Generating biofuels from bacteria would be easier and potentially more efficient than producing it from plant matter -- if it weren't for the energy-intensive chemical reactions needed to extract the fuel from the bacteria after they've manufactured it. But the most promising sources of bacterial fuel, like cyanobacteria, are wrapped in multiple layers of protective membranes that make it difficult to get at the fatty material. So a team of Arizona State University researchers got an idea: why not blow the bacteria wide open from the inside with a genetically engineered bomb?
Bacteriophages are the sworn enemy of bacteria, latching onto them and pumping them full of foreign genetic information that eventually causes the bacteria to burst. So the ASU team inserted into the bacteria bacteriophage genes that are triggered by the presence of nickel. Then they waited for their cyanobacteria to fatten up.

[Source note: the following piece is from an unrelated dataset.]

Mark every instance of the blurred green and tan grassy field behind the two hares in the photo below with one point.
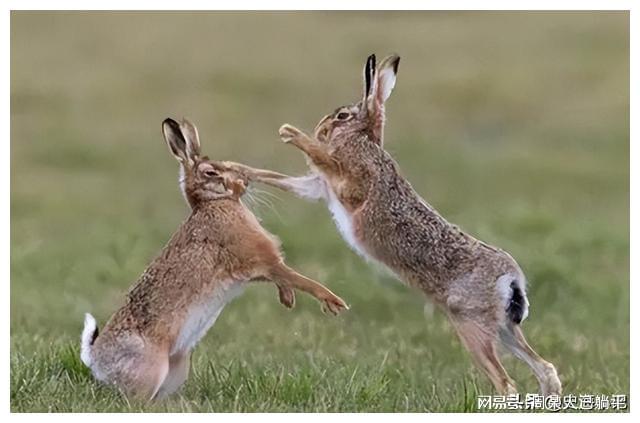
(515, 126)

At harvest time, the researchers simply added nickel to the bacteria's growth media. The nickel was consumed, triggering the genes which in turn kick-started the production of membrane-eating enzymes inside the bacteria. In time: a very tiny boom. The bacteria are blown open, attacked from the inside out, their fatty cargo now easily harvestable.
The bacteriophage genes act as a kind of Trojan horse, waiting inside the membrane for the signal to attack. Since the process of blowing open cyanobacteria from the inside is completely natural, it doesn't require the high costs or energy expenditure associated with existing chemical or physical methods. Not to mention it's far cooler.
What could some of these genetically altered bacteria do if released into the wild and proliferate to smother natural ones and further dirupt our ecosystem. Anywhere there is nickel there could be oily sludge?
I doubt naturally occurring bacteria congregate in such numbers like ones that are farmed/raised for human purposes to create an "oily sludge" large enough for the human eye to even notice.
Even if the bacteriophages got loose somehow and started attacking naturally occurring bacteria, they would only be activated when the bacteria consumes nickel.
Unless you live in a world that is surrounded by nickel, you won't be drowning in an 'oil sludge' any time soon.
Besides that, bacteria are more numerous than probably all the grains of sand on all the world's beaches. I doubt we'd put a dent on their population even if we tried.
This is not creating a new super-bacteria - rather it is crippling an old one (by adding a genetic defect).
If released in the wild, it would be no different from other cyno's except that it dies in the presence of nickle (a generally common metal with little industrial use, which is likely why it was chosen, as opposed to say, copper).
It is like breeding three legged antelope for easier farm raising. Them getting out into the wild isn't an instant death sentence, but they won't be outbreeding and replacing normal antelope any time soon.
Lets breed geneticly defective hiv.
They are working on something very much like this for cancer. it is called imuno-therapy.
1 take a biopsy of tumor
2 Extract wbc(white blood cells) fighting in the tumor
3 Clone them (maybe increase TNF output or another attack vector in the cloned WBCs')
4 Re-inject into the patient
5 Run a fever and high wbc count for a little while
6 dead tumor.
That is the theory anyway but this article shows that the science is there to achieve the goal.
Downside is this will only work on tumor style cancers others will require differing treatment vectors.
\Science is Awesome.
Crap I posted that on the wrong article. My bad.
not creating a new super-bacteria - rather it is crippling
@ Azorus: HIV is a VIRUS-- the oil-producing organism above is a BACTERIUM. What works on bacteria does not often work on viruses-- antibiotics, for instance, are useless against viruses; they can kill bacteria, however.
Viruses are much smaller than bacteria, and are not considered to be living things, even though they have some of the same components. Viruses need help from living organisms in order to replicate.
Oakspar77777 said "it dies in the presence of nickle (a generally common metal with little industrial use,"
While it may be true there is little industrial use of ELEMENTAL nickel, it is widely used as a component of most kinds of stainless steel. Stainless is often used in places where corrosion is likely and therefore maybe used in holding tanks or other vessels used to process such a fuel.
So I just read an article on Interstellar space travel not being feasible for another 200 years, due to not enough fuel. Couldn't you use this technology, modified for space travel and put a Cyanobacteria fuel refinery onto an interstellar craft that would continue to reproduce and produce their biofuel pumped directly into the craft? C'mon start mixing scientific fields!!!